During this coronavirus pandemic, and the resulting lockdown, relationships amongst friends and family are having to change to ‘cope’ with being physically separated. And businesses and brands are dealing with something similar; a change in the way they’re interacting with their customers. Organisations are having to adapt the way in which they reach out, relying far more on digital – never has remote working felt quite so remote.
Authentic customer focus
Understanding customers are looking for interaction, and could well be lacking in the human support they perhaps depend on, should lead brands to think about how they can genuinely assist in a way that resonates and is relevant and genuine. Despite the rise in automation, the vast majority of customers still prefer to interact with a human over a machine. And those stats are pre-virus.
Customers, or rather people, as a basic trait, want to feel understood and reassured in a crisis. They seek comfort, which means they might not be so swayed by price, but rather by communication, honesty, transparency, or emotional intelligence. They want to be helped, not sold to.

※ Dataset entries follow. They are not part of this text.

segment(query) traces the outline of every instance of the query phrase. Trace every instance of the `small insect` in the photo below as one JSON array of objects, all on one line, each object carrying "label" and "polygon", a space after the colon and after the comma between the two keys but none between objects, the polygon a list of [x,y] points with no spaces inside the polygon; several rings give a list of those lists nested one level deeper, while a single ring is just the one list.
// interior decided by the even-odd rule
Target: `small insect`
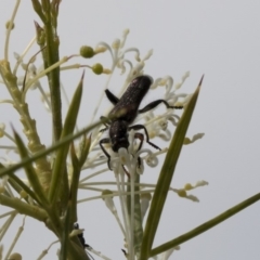
[{"label": "small insect", "polygon": [[[107,99],[115,105],[114,108],[108,114],[109,122],[105,123],[106,128],[102,129],[101,131],[105,131],[108,129],[109,125],[109,138],[102,139],[100,141],[100,146],[106,157],[108,158],[107,165],[108,168],[110,168],[110,155],[107,153],[103,144],[110,143],[112,150],[114,152],[118,152],[119,148],[123,147],[128,150],[129,141],[128,141],[128,131],[131,129],[133,130],[144,130],[144,133],[146,135],[146,142],[152,145],[154,148],[160,150],[157,145],[150,142],[148,132],[146,128],[143,125],[134,125],[130,126],[133,120],[136,118],[139,114],[148,112],[153,108],[155,108],[160,103],[164,103],[167,108],[183,108],[182,106],[170,106],[167,101],[165,100],[156,100],[151,102],[148,105],[146,105],[144,108],[139,109],[140,103],[142,102],[143,98],[147,93],[151,84],[153,82],[153,79],[150,76],[139,76],[134,78],[126,92],[122,94],[121,99],[118,99],[109,90],[105,90]],[[104,118],[104,117],[101,117]],[[141,150],[144,134],[136,132],[134,133],[134,138],[140,140],[140,145],[138,151]],[[139,159],[139,164],[140,159]]]},{"label": "small insect", "polygon": [[[75,224],[74,224],[74,230],[79,230],[79,224],[78,224],[78,223],[75,223]],[[84,243],[83,233],[80,233],[80,234],[78,234],[77,236],[78,236],[78,238],[79,238],[79,242],[80,242],[81,246],[82,246],[84,249],[90,248],[90,246]],[[94,260],[94,258],[93,258],[89,252],[87,252],[87,253],[88,253],[88,256],[89,256],[92,260]]]}]

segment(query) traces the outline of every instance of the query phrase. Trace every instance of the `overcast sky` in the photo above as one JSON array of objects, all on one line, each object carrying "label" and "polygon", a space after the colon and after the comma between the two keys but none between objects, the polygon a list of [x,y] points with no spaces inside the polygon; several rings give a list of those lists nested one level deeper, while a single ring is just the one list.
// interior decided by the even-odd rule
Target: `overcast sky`
[{"label": "overcast sky", "polygon": [[[1,58],[5,35],[3,25],[10,18],[14,2],[1,1]],[[170,75],[180,81],[188,70],[191,76],[182,88],[182,92],[186,93],[195,90],[205,74],[187,133],[192,136],[204,132],[205,136],[183,147],[172,186],[181,187],[186,182],[195,183],[198,180],[205,180],[209,185],[193,191],[199,203],[170,193],[155,245],[190,231],[259,192],[259,12],[260,2],[256,0],[64,0],[61,3],[61,57],[77,53],[82,44],[94,47],[100,41],[110,44],[115,38],[121,37],[123,29],[129,28],[127,47],[139,48],[142,56],[148,50],[154,50],[144,68],[145,74],[154,78]],[[34,37],[34,21],[40,23],[32,13],[30,1],[22,1],[11,37],[10,55],[14,51],[21,53]],[[35,47],[31,54],[37,50]],[[103,55],[96,61],[109,67],[108,54]],[[73,93],[81,73],[79,69],[62,74],[62,82],[68,93]],[[106,77],[86,72],[80,127],[90,121]],[[122,80],[117,72],[109,88],[116,92],[119,82]],[[1,93],[5,96],[5,92]],[[39,93],[31,93],[28,99],[35,96],[39,102]],[[146,102],[155,99],[151,93]],[[0,121],[9,125],[13,114],[6,116],[6,106],[1,106],[3,118]],[[38,113],[43,112],[32,108],[32,116],[39,118]],[[102,113],[104,110],[100,109],[96,119]],[[44,120],[37,122],[37,126],[43,141],[50,144],[50,130],[44,128]],[[158,172],[159,167],[143,178],[146,182],[156,181]],[[82,174],[89,173],[91,171]],[[87,243],[113,260],[123,259],[119,227],[104,204],[91,202],[81,204],[79,209],[79,223],[86,230]],[[0,212],[5,210],[0,208]],[[182,244],[181,250],[170,259],[259,259],[259,216],[260,204],[257,203],[219,226]],[[17,218],[15,223],[13,232],[21,225],[22,218]],[[16,251],[22,252],[24,259],[36,259],[54,239],[50,232],[44,231],[42,223],[27,219]],[[8,239],[3,239],[3,244],[8,248]],[[46,259],[55,259],[55,250],[52,248]]]}]

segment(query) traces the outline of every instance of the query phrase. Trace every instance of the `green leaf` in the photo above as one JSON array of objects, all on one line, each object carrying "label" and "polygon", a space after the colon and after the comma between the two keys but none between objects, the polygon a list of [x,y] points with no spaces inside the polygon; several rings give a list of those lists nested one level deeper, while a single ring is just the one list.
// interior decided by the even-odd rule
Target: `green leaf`
[{"label": "green leaf", "polygon": [[[25,144],[23,143],[18,133],[14,129],[13,129],[13,132],[14,132],[14,139],[15,139],[15,143],[18,147],[21,158],[28,158],[29,154],[27,152],[27,148],[26,148]],[[27,164],[24,168],[25,168],[25,172],[26,172],[26,176],[28,178],[28,181],[29,181],[29,183],[30,183],[30,185],[31,185],[32,190],[35,191],[35,194],[38,198],[37,202],[40,202],[40,204],[47,206],[49,203],[48,203],[48,199],[47,199],[46,194],[42,190],[42,186],[40,184],[40,181],[38,179],[38,176],[35,171],[35,168],[34,168],[32,164]]]},{"label": "green leaf", "polygon": [[[69,105],[61,139],[74,132],[79,107],[80,107],[81,96],[82,96],[82,86],[83,86],[82,82],[83,82],[83,75],[79,81],[79,84],[75,91],[72,103]],[[56,159],[53,166],[53,177],[52,177],[51,187],[49,193],[49,198],[52,204],[57,198],[60,188],[64,190],[65,194],[63,195],[67,197],[68,180],[67,180],[67,174],[65,173],[66,173],[66,159],[67,159],[68,148],[69,148],[69,143],[63,145],[63,147],[58,150],[56,154]]]},{"label": "green leaf", "polygon": [[141,257],[140,259],[146,260],[151,255],[151,249],[153,246],[154,237],[157,231],[157,226],[159,224],[160,216],[165,206],[165,202],[168,195],[168,191],[171,184],[171,180],[174,173],[174,169],[177,166],[177,161],[179,159],[183,141],[186,135],[187,127],[192,119],[193,110],[196,105],[196,101],[198,98],[199,89],[203,82],[203,77],[199,81],[197,90],[193,94],[187,106],[185,107],[183,115],[178,123],[174,135],[171,140],[169,151],[166,155],[165,162],[162,165],[156,188],[154,192],[154,196],[151,203],[151,209],[148,212],[144,237],[141,248]]},{"label": "green leaf", "polygon": [[72,164],[74,169],[72,186],[70,186],[70,197],[72,197],[72,218],[70,218],[72,223],[70,224],[77,222],[78,220],[77,195],[78,195],[79,177],[80,177],[81,167],[83,166],[88,157],[90,144],[91,144],[91,138],[86,139],[86,136],[83,136],[83,140],[80,146],[79,159],[76,156],[74,144],[72,143],[72,146],[70,146],[70,157],[72,157]]}]

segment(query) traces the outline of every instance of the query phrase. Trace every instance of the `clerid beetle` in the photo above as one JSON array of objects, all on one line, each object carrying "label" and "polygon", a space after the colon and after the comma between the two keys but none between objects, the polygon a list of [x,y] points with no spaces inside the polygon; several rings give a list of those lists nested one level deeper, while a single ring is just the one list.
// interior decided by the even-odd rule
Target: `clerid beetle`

Boulevard Events is a multi-award winning events and wedding caterer based in Hackney Wick. The company has been around since 1988, and so is well regarded in the area, but since mass events have been either postponed or cancelled as a result of the coronavirus lockdown, their business model has had to be overhauled. Now, instead of the chefs creating food for these large events, they’re fulfilling meal delivery orders from people in the area who are unable to get the food they need. This could be due to limited stock availability in supermarkets, limited funds due to being out of work, or simply through limited human contact due to self-isolation. Since the service is local, they aren’t charging for delivery, and they are giving NHS staff and other key workers a discount. The impact this new service has had on the area will likely outlive the pandemic, and define the loyalty customers have to the business. The message of contribution, convenience, and credibility is underpinned by the genuine needs of the area, meaning customers’ trust is earned and connections are built for the future.
Efficiency in communication is probably not the right mindset to have in these circumstances. More contact, and more human interaction is required, which has to mean more digital touchpoints during COVID-19. A customer calling a helpline with a query may expect to join a queue waiting to speak to a customer service rep, but could also be invited on to a video call to tackle the same issue. The face-to-face nature of the interaction offers a deeper human connection, which could not only serve to delight the customer, but also shows the employee is able to work from home, and offer a good level of service, putting the organisation in a positive light.
Jumping straight into something like video calls for customer service is quite a leap, but this could actually be seen as another opportunity for brands to ‘prove’ they’re human. We’re all muddling through at the moment, we’re all trying to find our feet in this ‘new normal’*, and people understand that brands have been forced to make big changes with very little notice. Arguably, now is the time to be testing out new methods of connecting with customers, while there is perhaps more leeway to fail. That is, if brands are seen to be genuinely putting customers first, even if it’s not exactly business (standards) as usual, they will be forgiven for glitches or goofs in execution.
The changing face of brand interaction
Brands have the opportunity right now to deliver really meaningful messages to their customers, and adapt in a positive way despite the negative situation that has been forced on all of us. COVID-19 shouldn’t be seen as a chance to push and sell, but rather to interact and support. Connecting with customers now will stand companies in good stead in the future, and I believe – and truly hope – there will be no way back from this kind of responsibility in marketing.